Endogenous, physiologic regulation of the complement cascade is based on both fluid-phase proteins (CFH and CR1) and membrane-bound proteins (monocyte chemoattractant protein, CD55, and CD59). The pleiotropic role of CFH in complement regulation becomes even more crucial when key players are missing, such as CD55 and CD59 in PNH (see figure). In vitro data suggest that CFH may cooperate with CD55 and CD59 in protecting erythrocytes from complement-mediated lysis, and it may partially protect PNH erythrocytes from immediate lysis.7 Recently, impaired CFH recruitment on PNH erythrocytes has been implicated in the pathophysiology of PNH.8 However, the physiologic concentrations of CFH are unable to rescue PNH erythrocytes from lysis,7 and prevention of MAC-mediated lysis can be observed only with supraphysiologic concentrations (approximately 10-fold higher) or with engineered proteins merging CFH regulatory domains with C3-binding structures, which may increase its affinity for host surface (eg, TT30 and mini-FH).9 These observations seem in agreement with the finding of this study, given that CFH variants with hypothetical impaired function may not necessarily impact the disease phenotype, owing to the dominant role of CD55 and CD59 deficiency.
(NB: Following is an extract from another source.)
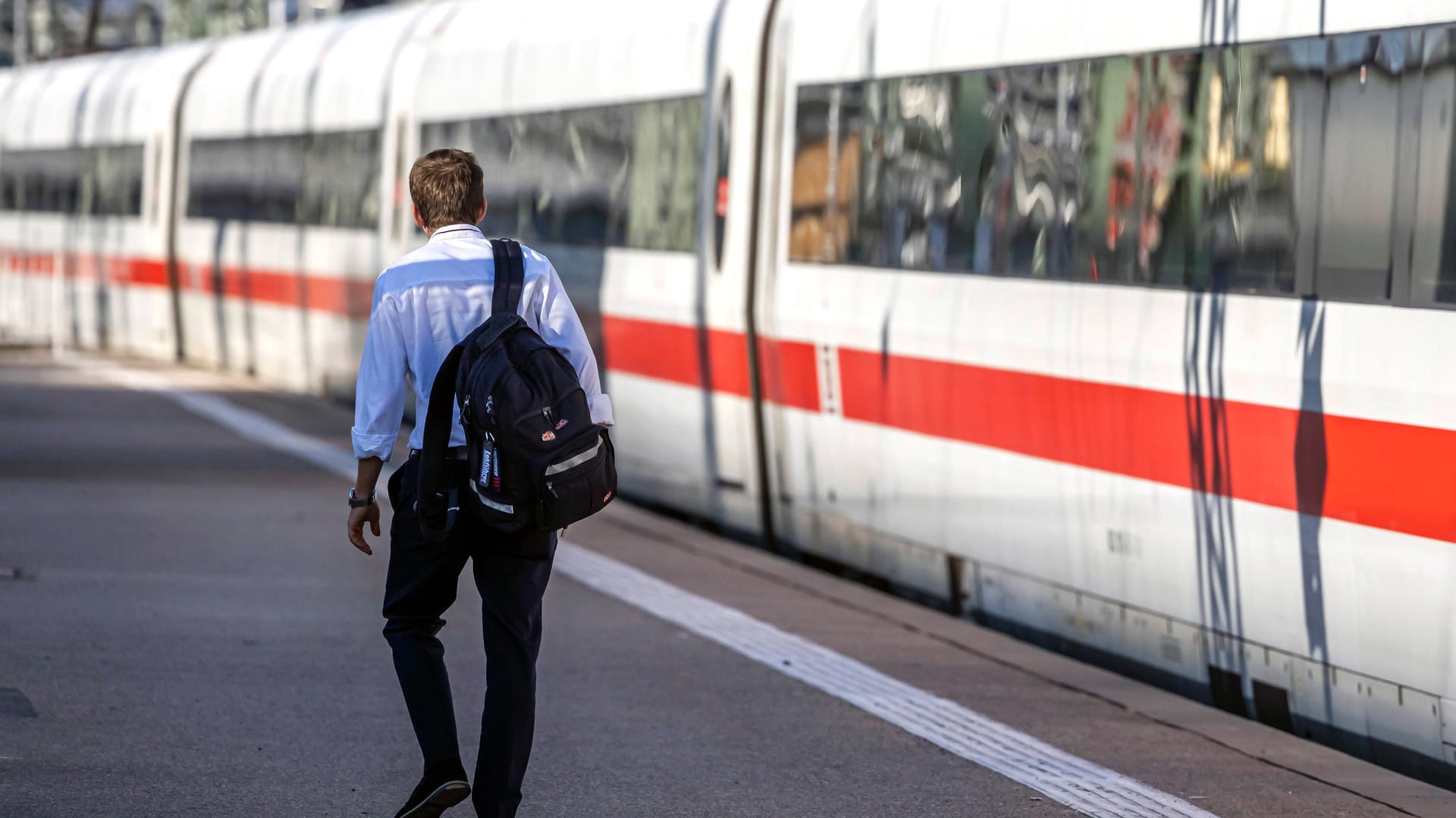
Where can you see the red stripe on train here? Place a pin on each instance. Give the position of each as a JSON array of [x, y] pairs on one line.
[[1376, 473], [350, 297]]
In contrast, functional differences in complement regulation may emerge once the lack of CD59 is overcome by eculizumab. In this scenario, even subtle differences in the regulation of the alternative pathway may lead to different extent of surface C3 activation and C3d deposition,10 eventually accounting for different degrees of C3-mediated extravascular hemolysis (as demonstrated for CR14 but still not proven for these CFH variants). Interestingly, as novel strategies of complement therapeutics are in their advanced development,9 the next question is how CFH variant may affect the efficacy of proximal complement inhibitors. Because all proximal inhibitors target key components of the alternative pathway, aiming to intercept the same crucial step regulated by CFH (ie, the C3 convertase activity), one would anticipate that functional differences in CFH (and CR1) activity may remain neutral. However, functional differences in CFH (and CR1) activity may result in pharmacodynamic differences leading to breakthrough hemolysis (the most feared complication when proximal inhibitors are used as monotherapy).9
In conclusion, it seems conceivable that modest differences in CFH activity may affect the clinical presentation of PNH and eventually shape the hematologic response to anticomplement treatment. Further functional data are needed, especially to anticipate how inherited variants of CFH (and of other complement regulator genes) may impact the response to the novel complement proximal inhibitors.
Conflict-of-interest disclosure: The author declares no competing financial interests.